It’s a bit repetitive, but today was somewhat similar to yesterday. I did a 2.5k run. I had online ethics classes at 11am, 6pm, and one to come shortly at 9pm.
I’m really loving this time travel topic in my classes. At one point I go through a series of scenarios for how you might make money if you invented a time machine.
- You could send the winning lottery numbers to yourself last week, so that you win. Most kids think this is unethical. Many describe it as “cheating”.
- You could send your past self instructions to buy Bitcoin, or Apple shares, or whatever when they were cheap, so you make a lot of money on Bitcoin/the stock market. A few kids considered this “cheating” as well, but about half were okay with it.
- You could go to the future and bring back some tech that hasn’t been invented yet, and claim to have invented it.

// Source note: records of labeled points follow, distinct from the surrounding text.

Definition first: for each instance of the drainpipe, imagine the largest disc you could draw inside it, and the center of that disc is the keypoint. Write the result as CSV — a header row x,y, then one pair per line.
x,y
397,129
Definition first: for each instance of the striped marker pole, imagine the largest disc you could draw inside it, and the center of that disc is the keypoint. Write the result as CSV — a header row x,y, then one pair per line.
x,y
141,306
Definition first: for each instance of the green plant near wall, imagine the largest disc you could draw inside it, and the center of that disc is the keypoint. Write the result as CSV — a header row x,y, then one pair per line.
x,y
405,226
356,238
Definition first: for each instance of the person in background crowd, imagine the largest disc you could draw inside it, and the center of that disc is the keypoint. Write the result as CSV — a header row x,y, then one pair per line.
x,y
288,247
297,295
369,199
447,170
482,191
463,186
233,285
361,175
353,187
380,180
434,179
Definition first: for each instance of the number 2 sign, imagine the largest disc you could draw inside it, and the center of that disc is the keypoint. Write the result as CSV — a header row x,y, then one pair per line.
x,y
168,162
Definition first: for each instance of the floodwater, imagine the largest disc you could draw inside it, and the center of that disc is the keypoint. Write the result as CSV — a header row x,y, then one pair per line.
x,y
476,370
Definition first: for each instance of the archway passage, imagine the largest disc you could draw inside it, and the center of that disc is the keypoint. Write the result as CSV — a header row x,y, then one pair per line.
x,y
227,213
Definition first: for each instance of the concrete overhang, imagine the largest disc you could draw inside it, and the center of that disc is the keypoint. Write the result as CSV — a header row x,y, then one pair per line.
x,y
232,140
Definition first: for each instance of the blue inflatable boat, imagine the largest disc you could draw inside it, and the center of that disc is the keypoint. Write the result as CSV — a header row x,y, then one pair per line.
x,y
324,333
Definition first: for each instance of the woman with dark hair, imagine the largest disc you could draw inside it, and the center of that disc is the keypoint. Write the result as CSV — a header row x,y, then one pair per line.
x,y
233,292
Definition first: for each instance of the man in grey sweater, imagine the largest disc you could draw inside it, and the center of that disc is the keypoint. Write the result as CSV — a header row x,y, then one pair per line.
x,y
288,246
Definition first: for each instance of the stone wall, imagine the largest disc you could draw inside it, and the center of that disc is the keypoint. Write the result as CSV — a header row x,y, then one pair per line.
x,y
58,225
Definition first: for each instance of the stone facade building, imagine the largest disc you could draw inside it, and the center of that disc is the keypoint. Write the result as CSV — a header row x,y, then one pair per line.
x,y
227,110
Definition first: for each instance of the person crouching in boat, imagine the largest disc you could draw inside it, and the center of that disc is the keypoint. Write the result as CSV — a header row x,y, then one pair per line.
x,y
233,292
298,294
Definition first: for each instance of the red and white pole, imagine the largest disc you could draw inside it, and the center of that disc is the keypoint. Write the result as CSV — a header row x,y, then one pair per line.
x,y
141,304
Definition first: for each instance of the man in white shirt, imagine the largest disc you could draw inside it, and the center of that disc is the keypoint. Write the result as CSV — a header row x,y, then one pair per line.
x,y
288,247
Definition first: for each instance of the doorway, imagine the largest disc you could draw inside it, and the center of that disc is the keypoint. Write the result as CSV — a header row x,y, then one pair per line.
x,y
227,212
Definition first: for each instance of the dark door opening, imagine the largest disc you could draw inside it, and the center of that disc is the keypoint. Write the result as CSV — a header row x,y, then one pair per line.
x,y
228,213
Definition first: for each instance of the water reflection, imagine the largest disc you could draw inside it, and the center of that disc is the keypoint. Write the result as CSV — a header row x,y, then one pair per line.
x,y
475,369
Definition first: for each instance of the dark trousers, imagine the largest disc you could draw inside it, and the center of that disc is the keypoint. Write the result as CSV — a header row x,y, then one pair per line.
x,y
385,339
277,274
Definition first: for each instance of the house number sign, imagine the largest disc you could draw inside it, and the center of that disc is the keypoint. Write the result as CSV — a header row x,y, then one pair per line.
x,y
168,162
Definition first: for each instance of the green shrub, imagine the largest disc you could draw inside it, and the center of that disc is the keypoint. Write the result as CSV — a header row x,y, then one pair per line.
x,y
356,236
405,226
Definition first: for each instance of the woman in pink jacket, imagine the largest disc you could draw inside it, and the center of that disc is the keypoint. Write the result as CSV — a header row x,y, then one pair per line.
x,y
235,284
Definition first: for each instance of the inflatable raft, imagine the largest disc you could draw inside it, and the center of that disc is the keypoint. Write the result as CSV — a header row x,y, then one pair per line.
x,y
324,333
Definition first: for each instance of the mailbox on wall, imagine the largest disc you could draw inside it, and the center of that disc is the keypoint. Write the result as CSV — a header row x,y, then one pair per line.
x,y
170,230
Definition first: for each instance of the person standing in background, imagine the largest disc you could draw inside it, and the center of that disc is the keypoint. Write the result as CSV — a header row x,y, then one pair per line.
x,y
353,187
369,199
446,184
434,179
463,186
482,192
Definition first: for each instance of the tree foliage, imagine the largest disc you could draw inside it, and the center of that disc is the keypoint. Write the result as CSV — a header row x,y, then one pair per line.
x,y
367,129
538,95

Most kids thought this was unethical because it involved lying, and a few called it stealing as well, as in stealing someone else’s invention.
- You could get some furniture made in an old fashioned style, go back a thousand years and hide it, then retrieve it in the present. It’s now genuinely a thousand years old, so you could sell it as an expensive antique. Nearly everyone thinks this is perfectly okay.

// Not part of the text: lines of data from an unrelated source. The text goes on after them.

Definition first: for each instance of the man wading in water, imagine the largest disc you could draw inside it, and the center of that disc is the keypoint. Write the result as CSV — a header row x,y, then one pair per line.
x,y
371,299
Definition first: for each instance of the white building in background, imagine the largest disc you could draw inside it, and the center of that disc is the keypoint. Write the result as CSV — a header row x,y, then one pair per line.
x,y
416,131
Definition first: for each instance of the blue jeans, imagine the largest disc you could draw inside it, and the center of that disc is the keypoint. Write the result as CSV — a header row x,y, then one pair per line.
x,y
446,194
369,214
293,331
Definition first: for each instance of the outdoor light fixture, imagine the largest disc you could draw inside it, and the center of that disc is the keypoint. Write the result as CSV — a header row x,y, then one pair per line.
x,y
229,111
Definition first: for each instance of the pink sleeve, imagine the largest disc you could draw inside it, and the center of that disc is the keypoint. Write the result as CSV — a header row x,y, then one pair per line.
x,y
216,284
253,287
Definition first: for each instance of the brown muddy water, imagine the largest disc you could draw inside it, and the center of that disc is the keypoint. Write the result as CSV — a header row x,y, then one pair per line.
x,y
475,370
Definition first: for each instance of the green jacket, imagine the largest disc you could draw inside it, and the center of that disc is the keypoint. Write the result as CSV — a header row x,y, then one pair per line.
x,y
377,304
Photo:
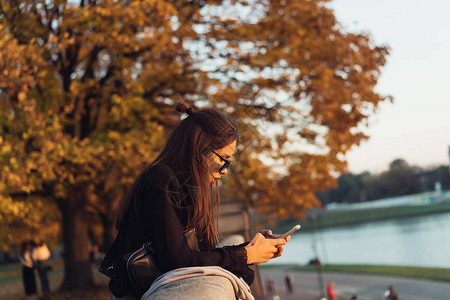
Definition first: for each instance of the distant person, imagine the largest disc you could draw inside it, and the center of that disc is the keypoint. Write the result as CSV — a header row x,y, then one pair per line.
x,y
95,255
40,255
270,285
29,281
289,281
331,292
391,294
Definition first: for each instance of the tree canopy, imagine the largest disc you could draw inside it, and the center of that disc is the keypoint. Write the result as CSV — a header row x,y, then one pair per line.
x,y
87,91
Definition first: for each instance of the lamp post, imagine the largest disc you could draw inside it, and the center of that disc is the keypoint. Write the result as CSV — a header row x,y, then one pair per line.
x,y
313,216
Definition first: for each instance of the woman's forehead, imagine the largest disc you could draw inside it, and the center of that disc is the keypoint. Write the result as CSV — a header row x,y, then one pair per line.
x,y
228,150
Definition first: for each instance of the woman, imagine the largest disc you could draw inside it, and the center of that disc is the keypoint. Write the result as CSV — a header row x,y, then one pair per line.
x,y
29,280
178,192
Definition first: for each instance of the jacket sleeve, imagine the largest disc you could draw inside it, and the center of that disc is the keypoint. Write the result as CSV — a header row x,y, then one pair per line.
x,y
159,206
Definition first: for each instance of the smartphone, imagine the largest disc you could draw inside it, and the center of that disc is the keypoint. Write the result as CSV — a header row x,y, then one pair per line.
x,y
294,229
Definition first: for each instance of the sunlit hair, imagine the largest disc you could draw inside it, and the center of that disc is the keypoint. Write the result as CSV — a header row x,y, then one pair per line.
x,y
185,152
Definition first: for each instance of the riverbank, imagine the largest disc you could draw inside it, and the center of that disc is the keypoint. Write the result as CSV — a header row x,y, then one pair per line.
x,y
335,218
310,285
435,274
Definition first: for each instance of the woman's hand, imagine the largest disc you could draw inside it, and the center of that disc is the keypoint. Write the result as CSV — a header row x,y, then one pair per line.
x,y
267,233
261,249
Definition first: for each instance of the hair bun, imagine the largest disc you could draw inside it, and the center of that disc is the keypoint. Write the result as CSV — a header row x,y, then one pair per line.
x,y
183,108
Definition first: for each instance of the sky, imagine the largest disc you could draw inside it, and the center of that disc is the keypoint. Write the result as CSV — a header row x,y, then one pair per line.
x,y
416,127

- If you invented the time machine, you could go into business producing and selling time machines. This one is so far universally considered the absolute worst idea of all! The kids all said if they invented time travel they’d do everything they could to keep it secret, because they’d be afraid of other people messing up history. The idea of time machines being widely available horrified them.
And the weather… yes, it’s been thunderstorming again this afternoon. The morning however was fine and sunny. A very rare occurrence lately – I don’t know exactly but it feels like we’ve only had two or three days where the sun has broken through the overcast in the last 3 weeks or so. We’re supposed to get more rain and storms tomorrow, but then the weekend might actually be rain-free. Let’s wait and see.
The annoying thing is everything is just so humid, all the time. I hate it when you dry off after a shower, and then when you have another shower 24 hours later, your towel is still damp. Ugh.
New content today:
Florida is that humid all the time. (I grew up there.) However, air conditioning is universal except for the poorest of the poor.
ways to make money by knowing the future – sell your knowledge as a fortune teller, although that does require some showmanship skills – if you just go around telling people when they’re going to die, someone might start to think you murdered them yourself. Also – most people don’t actually want to know their future – they want to be entertained.
For bonus points – see the movie Yanki In King Arthur’s Court…
The other option is to go to the past, see what actually happened at an event, and come back to the future and sell that knowledge to the police or the lawyers or whoever cares enough to pay. Smart way to do it is to get recording devices and not actually be at the scene yourself – if it’s a murder scene, it could be dangerous.
Keeping the time machine a secret from the general population is important – people would go mad trying to change the past at cross-purposes. You can still do a tourist business, but probably not – there hasn’t been a croud of time-travelers at any hystorical event so far – the paradox means either it’s impossible, it’s being strictly controlled by the future (for ever?), or any time travel is indeed opening up an alternate universe.
Giving yourself lotto tickets or stock tips is also probably not happening in real life for the same reasons. Hiding furniture is impractical, hiding smaller trinkets may work – but consider the piramids – somebody was stashing a huge treasure for a future time, and it got found and robbed pretty fast.
No – it’s unlikely that anybody went to the past and actually gotten anything physical to wait for him in the future. Information is the only thing that can be gained.